Primaire doelstelling:Het beoordelen van de veiligheid van herhaalde applicaties van Qutenza toegediend over een periode van 12 maanden bij personen met PDPN.Secundaire doelstellingen:Het beoordelen van de werkzaamheid van herhaalde applicaties van…
ID
Bron
Verkorte titel
Aandoening
- Diabetescomplicaties
- Glucosemetabolismestoornissen (incl. diabetes mellitus)
- Perifere neuropathieën
Synoniemen aandoening
Betreft onderzoek met
Ondersteuning
Onderzoeksproduct en/of interventie
Uitkomstmaten
Primaire uitkomstmaten
Het beoordelen van de veiligheid van herhaalde applicaties van Qutenza
toegediend over een periode van 12 maanden bij personen met PDPN.
Secundaire uitkomstmaten
Het beoordelen van de werkzaamheid van herhaalde applicaties van Qutenza
toegediend over een periode van 12 maanden bij personen met PDPN
Achtergrond van het onderzoek
Achtergrond (p27 van het protocol)
Neuropathie is een van de meest voorkomende langdurige complicaties van
diabetes mellitus (DM) en een succesvolle behandeling biedt een uitdagende
taak.
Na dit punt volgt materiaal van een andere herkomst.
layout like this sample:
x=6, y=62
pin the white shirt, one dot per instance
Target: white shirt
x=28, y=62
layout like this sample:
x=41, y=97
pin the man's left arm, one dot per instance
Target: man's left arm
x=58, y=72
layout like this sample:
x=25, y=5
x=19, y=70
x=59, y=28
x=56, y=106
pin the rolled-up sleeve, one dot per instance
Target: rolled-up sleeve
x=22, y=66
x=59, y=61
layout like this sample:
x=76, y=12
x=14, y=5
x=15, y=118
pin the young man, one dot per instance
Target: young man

Ongeveer 60% van diabetische patiënten hebben enige vorm van perifere
neuropathie, met de hoogste prevalentie onder de mensen die de ziekte hebben
sinds langere tijd. Diabetische neuropathie komt relatief vaker voor bij oudere
patiënten en patiënten met sub-optimale glycemische controle [Spruce et al.,
2002]. Ongeveer 20% - 24% van de patiënten ervaren het begin van de sluipende
pijn (of dysesthesias) en presenteren met een verschillende mate van
gevoelloosheid, tintelingen, brandende pijn, verlies van gewaarwordingen of
vreemde sensaties (paresthesieën), en verlies van evenwicht of coördinatie. Van
de 60% van diabetische patiënten die neuropathie ontwikkelen, hebben er
ongeveer 30% -40% geen symptomen. Pijnlijke diabetische perifere neuropathie
(PDPN) is het gevolg van schade aan de sensorische zenuwen als gevolg van
metabool antwoord van hoge niveaus van circulerende glucose en glucose
metabolieten, alsmede onvoldoende oxygenatie van de perifere gebieden als
gevolg van neuro-vasculaire schade. Zodra de sensorische zenuwen worden
aangetast, is er een geleidelijk verlies van cutane bezenuwing [Kennedy et al.,
1996]. De overlevende cutane nociceptoren zorgen voor een constante afferente
barrage, die althans ten dele, het pijnsyndroom stuurt [Michaelis, 2002].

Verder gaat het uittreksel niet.